In the first part of The Little Humpbacked Horse we can see this clearly, when the three brothers set out to catch the demon which is trampling the Tsar’s corn each night. The older two brothers make much of performing the outer rituals of their religion – they bow and pray, before going out to challenge the demon, while in fact they are afraid and hide themselves. They come home in the morning pretending that they have waited for the demon, to challenge it. The outer trappings of their religion do not give them the courage or belief to make a stand against something that they know to be destructive. They are superficial and no longer have a function.
The youngest brother Ivan (our hero) does not do any of this. He is depicted as a fool, and yet is shown as being connected to a deep sense of the feminine and of the mystical. When it is his turn to confront the demon, he simply takes a crust of bread and waits for her to show herself. She is indeed a representation of the feminine (a white mare) which has been repressed and denigrated in that society. When Ivan eventually overcomes this demon, after a great battle, she does a deal with him and so he wins his friend and guide, who represents the Spirit of Guidance, the Teacher, and the Teachings – his little humpbacked Horse. When he returns home, he does not tell his brothers or his father what has happened but simply goes about his business. He is laughed at but this does not bother him at all. He has done the deep inner work and can now proceed on his quest, with his guide and teacher.

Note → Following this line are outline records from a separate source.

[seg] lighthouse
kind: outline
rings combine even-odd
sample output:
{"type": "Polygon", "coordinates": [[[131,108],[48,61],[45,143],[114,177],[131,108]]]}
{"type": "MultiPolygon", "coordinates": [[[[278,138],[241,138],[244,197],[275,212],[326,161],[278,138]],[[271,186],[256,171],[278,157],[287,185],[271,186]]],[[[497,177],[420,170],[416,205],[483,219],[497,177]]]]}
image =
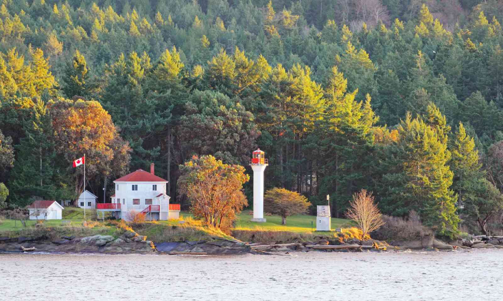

Later in the story the same brothers try and cheat Ivan out of his hard-won prize – his horses, with no thought to what is right and wrong. Later in the court of the Tsar, where Ivan finds himself, there is again this outward show of devotion, which causes Ivan much grief. The whole land and of course the Tsar, is devoid of a spiritual or mystical underpinning. Ivan’s task is to restore and integrate the sacred feminine principal and so heal the empire.
In the story of Golden Chisel and the Stone Ram, it is clear that the people in the village did not have an active working belief system or religion which sustained them deeply. We are told that they had no fresh spring water for their tea and food – no water of life, no spiritual nourishment, to sustain them. But there was a tradition, which was well known and a prophesy – that one day spring water would burst forth from the lips of a stone ram. A young stone mason (Golden Chisel), after spending a night in the mountains (in a ‘high’ place, possibly meditating or contemplating), sees a light shining in the dry pond near the village. This light is the Divine Light or Spirit of Guidance. He digs where he sees the light and finds a brilliant stone roughly in the shape of a ram. The time he has spent on his inner work, has allowed him to ‘see’ this Light. He has in effect found the core or kernel of a true teaching, – there in the old spiritual beliefs of the village, where he found the light and went digging. The stone was very hard and blunted his tools as he chiseled his stone ram. So we too must chisel out our own Ideal of God and create our ‘structure’ of belief. It is hard and difficult and requires all the tools that we have – our practices and belief systems. When the stone ram is at last complete, the little stone ram comes alive and speaks to Golden Chisel, offering gold and riches, but Golden Chisel only asks for fresh water for the village. In a sense he was being tempted, just as Christ was tempted in the desert after his baptism. With the insight and wisdom he had achieved, he could have anything he wanted, but he was a true Teacher and only asked for this wisdom and life to flow to the village. The Stone Ram brought fresh water from the sacred Yellow River to the village each night. As the story unfolds we discover much about the difficulties and ultimate success in bringing new Teachings to the world. Golden Chisel had to contend with the jealous god of the Yellow river, before he could be successful in allowing the water to flow directly to the village. He truly was a new messenger or prophet.
Cenerentola (an old version of the Cinderella story) shows very clearly that there has been an old and hidden matriarchal or Goddess religion in Sardinia since ancient times, and it is this which underpins the whole story. The Dove of the Fairies is the leader or high priestess of this religion, and it is she who teaches and advises Cenerentola. We see as the story develops how Cenerentola learns and evolves until she is ready to become the Queen she was destined to be. The story is about her quest and she is the only person named. It is unusual, as it demonstrates the path that the feminine must take towards enlightenment.
The Frog Princess gives us very little hint as to any tradition, except that there is a lack of any understanding of feminine spirituality, and so the hero must find the old witch – the Baba Yaga, to help him. She also comes out of that ancient tradition of a matriarchal religion.